On June 26, 2014, the 60th anniversary of the start of the 5 MWe Obninsk reactor that was the first reactor in the world to routinely supply electricity to a commercial power grid, Russia started up the latest in a series of sodium-cooled fast reactors, the BN-800.

This new nuclear plant is an evolutionary refinement of the successful BN-600 that has been operating in Russia since 1980 and “is said to have the best operating and production record of all Russia’s nuclear power units.”

Here is a quote from a promotional brochure about the project published in 2011 by Atomenergoproekt, the joint stock company that built the power plant.

BN-800 power unit (under design) for Beloyarskaya NPP accommodates all principal concepts and solutions used in its predecessor BN-600, substantiated by over 20 years of its successful operation at high performance (capacity factor 80% at efficiency 42%).

BN-800 Power Unit is designed primarily for the production of heat and energy. The Power Unit as part of the grid operates with constant rated load (basic mode).

However, BN-800 characteristics and physical features dictate its multi-purpose usage. Viz, the reactor is used for:

  • electric and heat power generation
  • plutonium consumption and, if necessary, production
  • processing of long-lived supertransuranics accumulated in the radwastes of reactor of any type
  • production of isotopes.

No other reactor type combines so wide a range of functions.

Equipment of the reactor and its system involved in the handling of fuel assemblies containing isotopes and supertransuranics is designed to perform the above-mentioned functions.

The system builds off some of the successes of fast reactors designed and operated in Russia and the rest of the world and also incorporates features that avoid some of the characteristics that have led to failures in fast reactor programs. In other words, the BN-800 is the result of learning and the progress that can be made with sustained effort in any challenging, but potentially rewarding field of endeavor.
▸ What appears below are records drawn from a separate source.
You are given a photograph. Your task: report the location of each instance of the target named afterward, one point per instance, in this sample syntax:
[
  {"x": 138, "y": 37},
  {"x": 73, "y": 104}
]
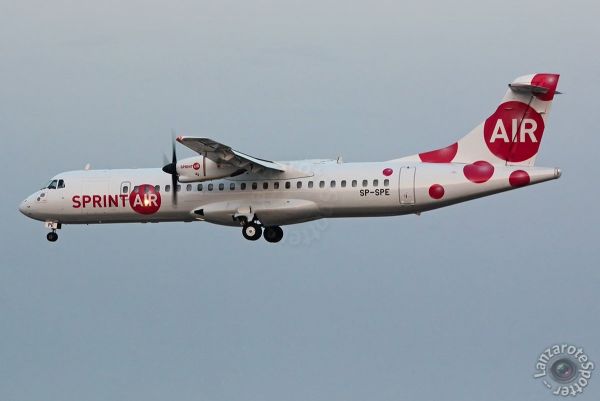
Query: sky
[{"x": 454, "y": 304}]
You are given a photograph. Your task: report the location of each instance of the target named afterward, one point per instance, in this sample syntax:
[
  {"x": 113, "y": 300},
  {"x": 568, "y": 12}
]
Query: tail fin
[{"x": 513, "y": 133}]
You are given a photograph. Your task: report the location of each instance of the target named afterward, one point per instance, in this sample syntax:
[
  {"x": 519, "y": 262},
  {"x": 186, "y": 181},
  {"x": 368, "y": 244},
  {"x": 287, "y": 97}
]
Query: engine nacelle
[{"x": 199, "y": 168}]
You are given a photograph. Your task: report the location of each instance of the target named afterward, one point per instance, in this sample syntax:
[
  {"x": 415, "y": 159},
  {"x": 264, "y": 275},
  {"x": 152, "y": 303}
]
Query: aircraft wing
[{"x": 223, "y": 154}]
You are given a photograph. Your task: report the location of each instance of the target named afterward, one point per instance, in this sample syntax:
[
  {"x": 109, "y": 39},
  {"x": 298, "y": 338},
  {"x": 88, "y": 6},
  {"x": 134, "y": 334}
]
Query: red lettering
[
  {"x": 113, "y": 200},
  {"x": 96, "y": 201},
  {"x": 76, "y": 201}
]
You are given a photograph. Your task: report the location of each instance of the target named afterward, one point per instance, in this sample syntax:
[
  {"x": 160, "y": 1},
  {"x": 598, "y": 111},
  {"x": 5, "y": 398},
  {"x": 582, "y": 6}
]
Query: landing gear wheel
[
  {"x": 252, "y": 231},
  {"x": 273, "y": 234},
  {"x": 52, "y": 236}
]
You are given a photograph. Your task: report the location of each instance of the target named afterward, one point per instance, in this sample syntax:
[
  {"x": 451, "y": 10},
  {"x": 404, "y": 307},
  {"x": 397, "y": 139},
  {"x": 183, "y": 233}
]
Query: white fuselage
[{"x": 312, "y": 190}]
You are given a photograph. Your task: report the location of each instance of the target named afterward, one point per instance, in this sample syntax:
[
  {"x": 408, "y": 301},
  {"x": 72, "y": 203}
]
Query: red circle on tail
[{"x": 514, "y": 132}]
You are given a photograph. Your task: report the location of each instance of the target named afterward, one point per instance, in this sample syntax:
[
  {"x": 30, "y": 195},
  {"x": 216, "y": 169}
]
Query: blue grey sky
[{"x": 455, "y": 304}]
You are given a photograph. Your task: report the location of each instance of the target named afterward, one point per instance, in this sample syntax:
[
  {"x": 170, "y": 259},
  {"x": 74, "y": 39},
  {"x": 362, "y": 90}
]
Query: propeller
[{"x": 171, "y": 168}]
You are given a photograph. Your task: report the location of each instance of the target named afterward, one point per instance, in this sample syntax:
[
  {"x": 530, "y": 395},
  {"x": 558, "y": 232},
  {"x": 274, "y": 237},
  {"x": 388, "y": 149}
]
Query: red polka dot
[
  {"x": 478, "y": 172},
  {"x": 444, "y": 155},
  {"x": 519, "y": 178},
  {"x": 436, "y": 191}
]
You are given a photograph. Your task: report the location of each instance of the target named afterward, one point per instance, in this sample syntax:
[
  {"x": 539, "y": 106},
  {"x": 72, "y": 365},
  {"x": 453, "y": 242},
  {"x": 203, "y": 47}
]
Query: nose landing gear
[
  {"x": 52, "y": 236},
  {"x": 251, "y": 231}
]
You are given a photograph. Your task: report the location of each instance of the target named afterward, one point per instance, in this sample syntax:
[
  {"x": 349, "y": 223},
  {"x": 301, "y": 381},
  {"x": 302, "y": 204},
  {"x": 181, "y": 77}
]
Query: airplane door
[
  {"x": 125, "y": 188},
  {"x": 407, "y": 185}
]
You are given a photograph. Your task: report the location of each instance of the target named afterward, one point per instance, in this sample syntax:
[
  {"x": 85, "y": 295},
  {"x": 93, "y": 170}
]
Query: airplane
[{"x": 224, "y": 186}]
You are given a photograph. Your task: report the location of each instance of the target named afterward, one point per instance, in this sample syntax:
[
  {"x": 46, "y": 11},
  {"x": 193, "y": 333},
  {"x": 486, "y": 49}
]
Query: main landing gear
[
  {"x": 252, "y": 231},
  {"x": 52, "y": 236}
]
As shown in the below process heat flow diagram, the BN-800 uses a large pool of sodium and three separate heat transfer systems to provide passive safety. This is a concept that is similar to the one that was well-proven in more than 30 years of operation and testing at EBR-II and at previous BN-series reactors.

BN-800 Process Heat Flow Diagram

BN-800 Process Heat Flow Diagram

The BN-series reactors continue to use oxide fuels because they have achieved reasonably good results with that type of fuel and the responsible designers do not see any compelling reason to change. My friends who remain strong advocates of the Integral Fast Reactor have convinced me that a new fast reactor program started today should carefully consider the use of metal alloy fuels because they enable the use of an improved pyroprocessing technique for recycling the used fuel rods. It would be more difficult for a program that has a large investment in the capital equipment and human knowledge required for manufacturing and recycling oxide fuels to make that revolutionary technology choice.

While reading a terrific biography of Leo Szilard titled “Genius in the Shadows”, I found the following quote that illustrates the confused view of nuclear energy that is prevalent among the portion of the American intelligentsia that write books and perform historical research and commentary. It is relevant to this story about incremental progress in fast breeder reactor development.

Szilard’s faith in the peaceful benefits of atomic energy has certainly been rewarded in the development of medical technology, although his hope that nuclear power would help developing countries to prosper has proven impractical. Overstated, too, was Szilard’s faith in his breeder reactor, which has proven to be a dangerous and costly electricity producer in every country that has tried to build one.

My answer to the author of that passage is that virtually every technology ever devised by man would have been considered a costly failure if the inventor gave up after trying to “build one“. As the old schoolyard saying goes, “If at first you don’t succeed, try, try again.”